BACKto Solo   /    HOME
Fixations (14) - Opprobrium

John Butcher

Writing in Rubberneck magazine in 1998, John Butcher made the telling observation that "as a live performer, improvising usually just feels better [than playing compositions] - with more chance for a little magic." Fixations consists of fourteen solo improvisations recorded around the globe, from Milwaukee to Brussels, Chicago to Madrid, Berkeley to London, between 1997 and 2000. Its 67 minutes of music are some of the distilled magic of those four years of solo playing.
In the popular imagination, improvised saxophone is typified by players such as Evan Parker, Alan Wilkinson or Peter Brotzman, with their gut-busting, hell-for-leather, foot-full-on-the-throttle approach. John Butcher is the antithesis of that approach, demonstrating that creativity does not necessarily require sound and fury. His solo playing is measured, often quiet and reflective, (sometimes barely audible) but constantly exploratory. It is also focussed; only two of these pieces last longer than six minutes.
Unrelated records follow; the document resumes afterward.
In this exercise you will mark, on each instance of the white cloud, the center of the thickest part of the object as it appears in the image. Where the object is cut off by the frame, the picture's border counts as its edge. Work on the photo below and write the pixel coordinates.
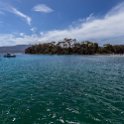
(42, 8)
(108, 28)
(22, 15)
(4, 7)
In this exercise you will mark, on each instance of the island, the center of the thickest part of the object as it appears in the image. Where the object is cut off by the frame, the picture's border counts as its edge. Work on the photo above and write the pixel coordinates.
(72, 46)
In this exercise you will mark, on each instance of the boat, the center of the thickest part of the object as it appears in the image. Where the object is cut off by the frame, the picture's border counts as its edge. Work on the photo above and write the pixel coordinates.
(8, 55)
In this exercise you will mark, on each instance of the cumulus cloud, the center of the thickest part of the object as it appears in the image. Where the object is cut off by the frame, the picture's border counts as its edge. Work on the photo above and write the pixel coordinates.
(20, 14)
(4, 7)
(109, 28)
(42, 8)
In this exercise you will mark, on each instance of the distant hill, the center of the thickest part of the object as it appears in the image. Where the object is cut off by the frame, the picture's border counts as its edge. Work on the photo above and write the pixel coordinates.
(14, 49)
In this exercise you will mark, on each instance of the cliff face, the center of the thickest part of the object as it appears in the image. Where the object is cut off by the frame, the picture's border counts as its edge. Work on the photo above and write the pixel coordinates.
(14, 49)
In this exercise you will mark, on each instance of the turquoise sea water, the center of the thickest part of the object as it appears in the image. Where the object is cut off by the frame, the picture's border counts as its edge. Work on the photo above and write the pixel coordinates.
(43, 89)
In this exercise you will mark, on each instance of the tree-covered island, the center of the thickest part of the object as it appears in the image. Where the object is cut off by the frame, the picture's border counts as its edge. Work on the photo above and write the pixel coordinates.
(71, 46)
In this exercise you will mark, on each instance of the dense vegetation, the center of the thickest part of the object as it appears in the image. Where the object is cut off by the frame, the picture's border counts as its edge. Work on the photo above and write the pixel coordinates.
(71, 46)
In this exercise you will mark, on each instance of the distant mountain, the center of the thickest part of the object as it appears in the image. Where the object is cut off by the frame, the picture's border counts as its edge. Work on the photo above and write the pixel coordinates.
(14, 49)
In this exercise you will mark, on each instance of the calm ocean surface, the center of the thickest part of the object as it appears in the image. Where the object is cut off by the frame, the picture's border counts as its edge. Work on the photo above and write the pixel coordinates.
(43, 89)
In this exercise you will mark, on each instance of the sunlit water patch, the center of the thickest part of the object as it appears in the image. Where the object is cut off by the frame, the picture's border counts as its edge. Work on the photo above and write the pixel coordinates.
(43, 89)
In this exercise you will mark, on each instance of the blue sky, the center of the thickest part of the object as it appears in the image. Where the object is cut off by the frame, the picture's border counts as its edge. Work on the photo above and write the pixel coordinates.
(37, 21)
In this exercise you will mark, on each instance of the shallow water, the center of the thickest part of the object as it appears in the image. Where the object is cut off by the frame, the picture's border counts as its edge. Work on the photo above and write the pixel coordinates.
(43, 89)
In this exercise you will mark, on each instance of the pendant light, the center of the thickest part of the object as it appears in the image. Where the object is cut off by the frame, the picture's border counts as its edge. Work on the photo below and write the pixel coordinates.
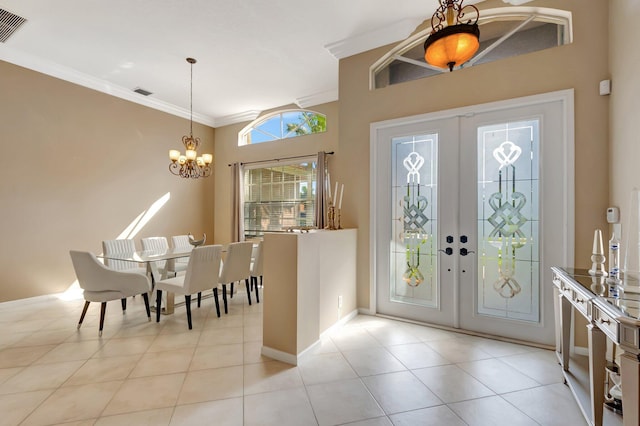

Some pieces (such as Woodland Drift, or Last Bottle have such a formal sense of order that they sound more composed than improvised. Again, from Rubberneck: "In performance, I'm most likely to work with an ambiguous interaction between, loosely, the 'planned' and the 'free'. Their tensions and blurring bring the music alive (on a good night)."
In other words, Butcher does not play "without memory", but is comfortable to bring some pre-planned pieces to explore. Fixations is testament to the success of this approach to live solo playing.